Other possible etiologies are ovarian hyper stimulation drugs, which have the detrimental effects of hyper viscosity and hypercoagulability [10,11] and the mechanical stress or overload by excessive labour and weight gain during the last trimester of pregnancy [9,13].
Furthermore, many endocrine modifications occur during pregnancy such as parathyroid hyperplasia and the production of estrogen and progesterone by the placenta [13]. These can destabilize endogenous plasma lipoproteins and lipid metabolism in the liver, which could promote fat embolism [4,9,11,15]. Increases in estrogen and progesterone results in increased adreno cortical activity and levels of adrenal corticosteroids to almost three times the level of a non-pregnant woman [9,11,13,15].

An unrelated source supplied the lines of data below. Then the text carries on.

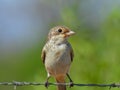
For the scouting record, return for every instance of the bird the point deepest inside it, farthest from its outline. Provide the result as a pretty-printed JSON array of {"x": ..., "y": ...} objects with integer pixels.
[{"x": 57, "y": 55}]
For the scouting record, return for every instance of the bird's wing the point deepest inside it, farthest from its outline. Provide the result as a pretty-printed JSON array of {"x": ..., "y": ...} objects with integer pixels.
[
  {"x": 43, "y": 55},
  {"x": 71, "y": 54}
]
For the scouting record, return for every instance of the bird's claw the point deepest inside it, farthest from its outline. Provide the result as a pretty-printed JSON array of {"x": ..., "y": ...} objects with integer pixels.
[
  {"x": 46, "y": 84},
  {"x": 71, "y": 84}
]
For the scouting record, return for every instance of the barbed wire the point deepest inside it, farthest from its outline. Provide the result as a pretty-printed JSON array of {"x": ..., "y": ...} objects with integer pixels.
[{"x": 16, "y": 83}]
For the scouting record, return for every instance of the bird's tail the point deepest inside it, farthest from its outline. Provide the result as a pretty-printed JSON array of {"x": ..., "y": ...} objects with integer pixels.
[{"x": 61, "y": 79}]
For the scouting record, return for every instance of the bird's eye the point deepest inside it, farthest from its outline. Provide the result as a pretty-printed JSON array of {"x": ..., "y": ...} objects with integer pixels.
[{"x": 60, "y": 30}]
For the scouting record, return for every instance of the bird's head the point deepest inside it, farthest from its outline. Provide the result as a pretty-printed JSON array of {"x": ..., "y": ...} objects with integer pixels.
[{"x": 60, "y": 32}]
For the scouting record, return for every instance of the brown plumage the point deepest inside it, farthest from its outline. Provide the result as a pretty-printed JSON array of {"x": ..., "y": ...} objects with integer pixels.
[{"x": 57, "y": 55}]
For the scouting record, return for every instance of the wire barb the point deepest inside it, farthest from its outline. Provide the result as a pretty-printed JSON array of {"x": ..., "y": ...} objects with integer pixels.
[{"x": 16, "y": 83}]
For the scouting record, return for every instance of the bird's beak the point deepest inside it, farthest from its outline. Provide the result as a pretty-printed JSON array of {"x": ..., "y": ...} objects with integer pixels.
[{"x": 70, "y": 33}]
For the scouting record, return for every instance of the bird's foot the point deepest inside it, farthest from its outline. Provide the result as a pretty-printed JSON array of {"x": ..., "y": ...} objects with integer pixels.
[
  {"x": 46, "y": 84},
  {"x": 71, "y": 84}
]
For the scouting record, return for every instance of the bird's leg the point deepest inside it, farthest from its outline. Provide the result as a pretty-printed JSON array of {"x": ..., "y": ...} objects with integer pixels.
[
  {"x": 46, "y": 82},
  {"x": 71, "y": 82}
]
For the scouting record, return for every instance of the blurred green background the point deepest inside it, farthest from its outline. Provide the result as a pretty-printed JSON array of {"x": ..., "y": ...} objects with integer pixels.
[{"x": 23, "y": 29}]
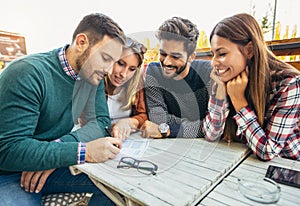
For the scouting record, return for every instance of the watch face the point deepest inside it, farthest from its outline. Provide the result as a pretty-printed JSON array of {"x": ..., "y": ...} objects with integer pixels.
[{"x": 163, "y": 128}]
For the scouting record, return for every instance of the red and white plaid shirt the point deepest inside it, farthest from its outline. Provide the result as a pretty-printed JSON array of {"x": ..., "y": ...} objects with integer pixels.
[{"x": 281, "y": 135}]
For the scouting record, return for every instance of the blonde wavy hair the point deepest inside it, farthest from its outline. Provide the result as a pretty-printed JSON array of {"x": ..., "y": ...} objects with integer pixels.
[{"x": 131, "y": 87}]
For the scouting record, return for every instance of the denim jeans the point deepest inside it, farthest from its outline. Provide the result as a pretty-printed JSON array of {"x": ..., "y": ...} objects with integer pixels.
[{"x": 60, "y": 181}]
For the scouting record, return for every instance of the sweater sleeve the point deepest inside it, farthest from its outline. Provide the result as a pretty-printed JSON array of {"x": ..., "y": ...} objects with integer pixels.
[
  {"x": 94, "y": 111},
  {"x": 21, "y": 148}
]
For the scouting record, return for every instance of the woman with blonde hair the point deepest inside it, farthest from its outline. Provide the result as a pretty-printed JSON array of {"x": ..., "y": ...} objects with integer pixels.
[
  {"x": 125, "y": 91},
  {"x": 255, "y": 97}
]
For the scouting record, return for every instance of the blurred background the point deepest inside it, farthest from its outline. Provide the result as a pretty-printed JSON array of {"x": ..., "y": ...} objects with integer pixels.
[{"x": 50, "y": 24}]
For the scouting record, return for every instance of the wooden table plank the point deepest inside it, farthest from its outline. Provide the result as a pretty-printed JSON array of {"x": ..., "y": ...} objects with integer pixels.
[
  {"x": 227, "y": 191},
  {"x": 188, "y": 170}
]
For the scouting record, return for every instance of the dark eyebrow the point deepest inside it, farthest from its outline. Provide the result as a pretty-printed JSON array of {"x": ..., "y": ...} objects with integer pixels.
[
  {"x": 172, "y": 53},
  {"x": 108, "y": 56}
]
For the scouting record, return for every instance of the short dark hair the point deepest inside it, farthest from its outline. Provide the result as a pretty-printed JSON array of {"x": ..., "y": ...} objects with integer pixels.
[
  {"x": 180, "y": 29},
  {"x": 96, "y": 26}
]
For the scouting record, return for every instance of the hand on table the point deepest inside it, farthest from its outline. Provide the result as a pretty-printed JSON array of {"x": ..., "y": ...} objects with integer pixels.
[
  {"x": 102, "y": 149},
  {"x": 150, "y": 130},
  {"x": 34, "y": 181},
  {"x": 122, "y": 129}
]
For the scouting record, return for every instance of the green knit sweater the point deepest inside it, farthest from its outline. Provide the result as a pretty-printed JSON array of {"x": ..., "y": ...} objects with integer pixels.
[{"x": 39, "y": 103}]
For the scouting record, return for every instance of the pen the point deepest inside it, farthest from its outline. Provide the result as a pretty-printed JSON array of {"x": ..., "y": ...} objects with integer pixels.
[{"x": 107, "y": 130}]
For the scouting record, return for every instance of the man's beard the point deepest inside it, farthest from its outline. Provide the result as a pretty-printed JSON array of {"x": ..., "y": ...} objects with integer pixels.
[
  {"x": 82, "y": 59},
  {"x": 178, "y": 70}
]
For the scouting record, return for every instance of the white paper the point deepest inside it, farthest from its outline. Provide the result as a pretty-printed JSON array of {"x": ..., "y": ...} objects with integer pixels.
[{"x": 133, "y": 148}]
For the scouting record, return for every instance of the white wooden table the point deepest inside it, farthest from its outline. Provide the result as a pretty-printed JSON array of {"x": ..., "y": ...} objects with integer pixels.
[
  {"x": 226, "y": 193},
  {"x": 188, "y": 169}
]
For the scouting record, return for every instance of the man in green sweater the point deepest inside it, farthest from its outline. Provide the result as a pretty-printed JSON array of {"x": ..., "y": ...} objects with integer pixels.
[{"x": 41, "y": 97}]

The literature is scarce in regards to discussing the potential for steroids to cause osteonecrosis in single or dual dose forms. Zhang et al. reviewed 43 cases of steroid induced osteonecrosis following the SARS epidemic and suggested 4000mg prednisone equivalence doses was the threshold for causing multifocal osteonecrosis [7]. Gunal and Karatosun showed bilateral osteonecrosis of the hip after a single dose (75.5 mg) for treatment of an allergic reaction [6]. Mckee et al. reviewed 15 cases of osteonecrosis with a mean of 20.5 days of treatment and doses up to 3300mg of prednisone [5]. It is largely unknown at what critical dosage or duration of treatment with steroids will predispose to osteonecrosis, although the present case may suggest that a lower dosage is sufficient.

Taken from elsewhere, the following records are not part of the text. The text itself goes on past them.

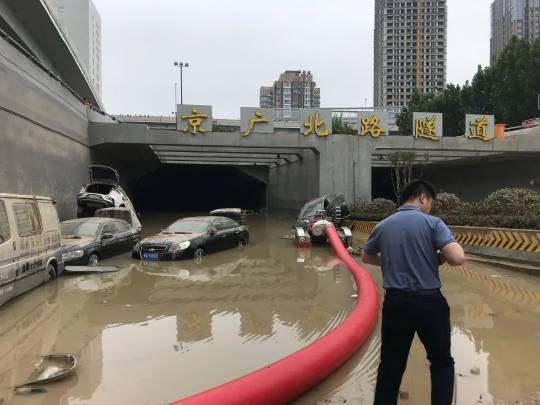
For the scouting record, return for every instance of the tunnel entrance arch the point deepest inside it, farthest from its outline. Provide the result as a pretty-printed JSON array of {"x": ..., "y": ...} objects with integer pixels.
[{"x": 198, "y": 187}]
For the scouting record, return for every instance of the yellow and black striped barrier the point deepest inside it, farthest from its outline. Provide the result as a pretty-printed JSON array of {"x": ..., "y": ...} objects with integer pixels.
[{"x": 514, "y": 239}]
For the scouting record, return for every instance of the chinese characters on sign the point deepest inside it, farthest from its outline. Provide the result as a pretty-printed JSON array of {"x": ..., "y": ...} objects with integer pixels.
[
  {"x": 427, "y": 126},
  {"x": 318, "y": 122},
  {"x": 194, "y": 119},
  {"x": 479, "y": 126},
  {"x": 373, "y": 123},
  {"x": 256, "y": 120}
]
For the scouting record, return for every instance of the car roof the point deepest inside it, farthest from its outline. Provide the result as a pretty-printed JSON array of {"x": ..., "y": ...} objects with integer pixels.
[
  {"x": 204, "y": 218},
  {"x": 98, "y": 220},
  {"x": 28, "y": 197}
]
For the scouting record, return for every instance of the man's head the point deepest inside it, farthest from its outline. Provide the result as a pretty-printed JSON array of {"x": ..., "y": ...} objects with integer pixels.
[{"x": 419, "y": 193}]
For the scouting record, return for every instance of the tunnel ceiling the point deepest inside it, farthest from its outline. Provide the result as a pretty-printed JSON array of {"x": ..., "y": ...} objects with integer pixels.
[
  {"x": 182, "y": 155},
  {"x": 197, "y": 187}
]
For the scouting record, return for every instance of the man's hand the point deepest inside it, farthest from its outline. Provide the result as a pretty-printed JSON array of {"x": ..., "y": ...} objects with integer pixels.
[
  {"x": 453, "y": 253},
  {"x": 375, "y": 260},
  {"x": 440, "y": 258}
]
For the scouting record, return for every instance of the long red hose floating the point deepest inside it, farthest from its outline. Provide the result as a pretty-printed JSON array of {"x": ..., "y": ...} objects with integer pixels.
[{"x": 288, "y": 378}]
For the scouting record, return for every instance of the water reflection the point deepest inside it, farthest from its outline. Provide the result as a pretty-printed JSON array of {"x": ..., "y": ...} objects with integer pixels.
[{"x": 154, "y": 332}]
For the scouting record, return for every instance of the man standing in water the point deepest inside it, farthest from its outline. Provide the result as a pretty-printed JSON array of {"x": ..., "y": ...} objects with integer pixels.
[{"x": 409, "y": 246}]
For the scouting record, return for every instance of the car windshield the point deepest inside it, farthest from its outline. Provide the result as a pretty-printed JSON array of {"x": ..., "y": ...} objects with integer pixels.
[
  {"x": 187, "y": 226},
  {"x": 311, "y": 208},
  {"x": 79, "y": 230}
]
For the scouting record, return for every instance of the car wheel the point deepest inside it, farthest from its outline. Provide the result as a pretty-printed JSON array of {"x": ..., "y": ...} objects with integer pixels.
[
  {"x": 198, "y": 255},
  {"x": 93, "y": 260},
  {"x": 51, "y": 272}
]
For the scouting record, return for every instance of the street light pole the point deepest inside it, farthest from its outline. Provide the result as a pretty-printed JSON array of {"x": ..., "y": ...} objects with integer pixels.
[
  {"x": 175, "y": 96},
  {"x": 181, "y": 66}
]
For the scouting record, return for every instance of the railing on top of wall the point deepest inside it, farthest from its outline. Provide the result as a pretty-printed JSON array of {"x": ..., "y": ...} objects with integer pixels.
[{"x": 40, "y": 65}]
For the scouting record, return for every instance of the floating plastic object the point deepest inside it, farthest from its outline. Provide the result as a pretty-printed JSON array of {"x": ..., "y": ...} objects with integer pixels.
[
  {"x": 51, "y": 368},
  {"x": 288, "y": 378},
  {"x": 90, "y": 269},
  {"x": 28, "y": 390}
]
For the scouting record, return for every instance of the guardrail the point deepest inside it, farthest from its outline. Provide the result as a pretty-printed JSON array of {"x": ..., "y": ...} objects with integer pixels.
[
  {"x": 530, "y": 123},
  {"x": 501, "y": 243}
]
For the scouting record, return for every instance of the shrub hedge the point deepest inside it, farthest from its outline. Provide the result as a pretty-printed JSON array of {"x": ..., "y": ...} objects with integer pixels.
[{"x": 516, "y": 208}]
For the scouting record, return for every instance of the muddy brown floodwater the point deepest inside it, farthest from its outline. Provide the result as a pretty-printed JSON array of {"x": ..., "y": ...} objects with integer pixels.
[{"x": 155, "y": 332}]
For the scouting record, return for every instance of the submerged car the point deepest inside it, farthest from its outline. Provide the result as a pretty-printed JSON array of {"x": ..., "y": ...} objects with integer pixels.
[
  {"x": 86, "y": 241},
  {"x": 193, "y": 237},
  {"x": 103, "y": 191},
  {"x": 330, "y": 207},
  {"x": 124, "y": 214}
]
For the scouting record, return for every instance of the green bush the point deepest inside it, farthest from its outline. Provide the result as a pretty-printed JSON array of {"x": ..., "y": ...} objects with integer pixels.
[
  {"x": 513, "y": 201},
  {"x": 506, "y": 208},
  {"x": 375, "y": 210},
  {"x": 447, "y": 203},
  {"x": 494, "y": 221}
]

The optimal treatment of osteonecrosis in a young patient is controversial. Conservative methods are usually initiated when there is no evidence of collapse such as restricted weight bearing [4]. Furthermore, many surgical options have been proposed according to the stage of the disease. These include core decompressions, vascularized and non-vascularized grafts, osteotomy and as a last resort option arthroplasty [1,4,9]. Vascularized structural grafting has been shown tube to help in the prevention of articular collapse, thus delaying the need for total hip arthroplasty [4]. However, at this time the most frequently advocated treatment for osteonecrosis of the femoral head with evidence of collapse is total hip arthroplasty [1]. The drawback of such a treatment in younger patients is the lack of options when the implants fail [1,4]. Total hip arthroplasty was performed in our patient and she had notable pain relief and functional improvement.
In summary, although a rare occurrence, the development of osteonecrosis after pregnancy (with or without steroid administration) should be high on the differential of post partum hip pain. This will help identify disease early on before femoral head collapse occurs which often necessitates total hip arthroplasty in a young population as in our case.